Even when the national league was established in 1959, the importance of the state leagues remained high. The Campeonato Santista, however, became an amateur event in 1941. As of 2010, Santos is one of only five clubs never to have been relegated from the top level of Brazilian football, the others being São Paulo, Flamengo, Internacional and Cruzeiro.
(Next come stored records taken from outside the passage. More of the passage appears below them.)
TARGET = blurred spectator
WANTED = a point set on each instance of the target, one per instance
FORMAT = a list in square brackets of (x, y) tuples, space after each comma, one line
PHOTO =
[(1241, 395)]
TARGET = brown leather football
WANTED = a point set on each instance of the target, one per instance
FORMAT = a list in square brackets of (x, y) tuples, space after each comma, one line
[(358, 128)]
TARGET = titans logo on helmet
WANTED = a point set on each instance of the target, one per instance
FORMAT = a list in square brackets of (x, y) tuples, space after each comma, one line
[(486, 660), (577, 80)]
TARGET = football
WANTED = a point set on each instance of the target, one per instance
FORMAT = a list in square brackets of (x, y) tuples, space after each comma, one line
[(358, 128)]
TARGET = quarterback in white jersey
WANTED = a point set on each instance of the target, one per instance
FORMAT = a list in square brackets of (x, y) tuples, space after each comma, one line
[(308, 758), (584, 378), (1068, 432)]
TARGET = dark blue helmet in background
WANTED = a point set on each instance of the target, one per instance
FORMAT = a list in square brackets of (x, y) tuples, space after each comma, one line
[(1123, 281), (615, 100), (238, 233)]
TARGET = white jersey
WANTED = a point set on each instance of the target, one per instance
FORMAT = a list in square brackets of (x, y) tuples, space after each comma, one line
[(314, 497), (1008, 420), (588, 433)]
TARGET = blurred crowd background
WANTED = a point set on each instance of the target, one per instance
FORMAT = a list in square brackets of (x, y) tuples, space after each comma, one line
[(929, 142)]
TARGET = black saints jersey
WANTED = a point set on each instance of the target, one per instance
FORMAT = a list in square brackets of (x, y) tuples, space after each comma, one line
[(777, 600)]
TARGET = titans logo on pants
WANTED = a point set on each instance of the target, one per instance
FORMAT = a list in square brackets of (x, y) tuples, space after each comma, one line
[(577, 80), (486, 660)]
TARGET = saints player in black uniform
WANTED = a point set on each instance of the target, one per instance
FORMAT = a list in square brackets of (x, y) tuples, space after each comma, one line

The club is also the highest scoring team in history, with 11,875 goals (as of 1 December 2012), and one of the most recognized football clubs in the world, having won nine international trophies, making them the seventh most successful team in South America for official international competitions won, all recognized by CONMEBOL; it also has the record in Campeonato Brasileiro Série A titles, alongside Palmeiras (with 8), Supercopa Sudamericana and Intercontinental Supercup titles.

- International
- Intercontinental Cup (2): 1962, 1963
- Intercontinental Supercup (1): 1968

- Continental
- Copa Libertadores (3): 1962, 1963, 2011
- Copa CONMEBOL (1): 1998
- Recopa Sudamericana (1): 2012
- Supercopa Sudamericana (1): 1968

- National
- Campeonato Brasileiro Série A (8): 1961, 1962, 1963, 1964, 1965, 1968, 2002, 2004
- Copa do Brasil (1): 2010
- Torneio Rio – São Paulo (5): 1959, 1963, 1964, 1966, 1997

- Regional
- Campeonato Paulista (22): 1935, 1955, 1956, 1958, 1960, 1961, 1962, 1964, 1965, 1967, 1968, 1969, 1973, 1978, 1984, 2006, 2007, 2010, 2011, 2012, 2015, 2016
- Copa Paulista de Futebol (1): 2004

===Doubles and Trebles===
- The Double
Domestic Double (5)
State and Cup: 2010
State and League: 1961, 1964, 1965, 1968
Continental Double (2)
State and Copa Libertadores: 2011
League and Copa Libertadores: 1963
- The Treble
Continental Treble (1)
State, League and Copa Libertadores: 1962

Especially short competitions such as the Recopa Sudamericana, Intercontinental Cup (now defunct), or FIFA Club World Cup are not generally considered to contribute towards a Double or Treble.

All titles can be seen in the official site of the club.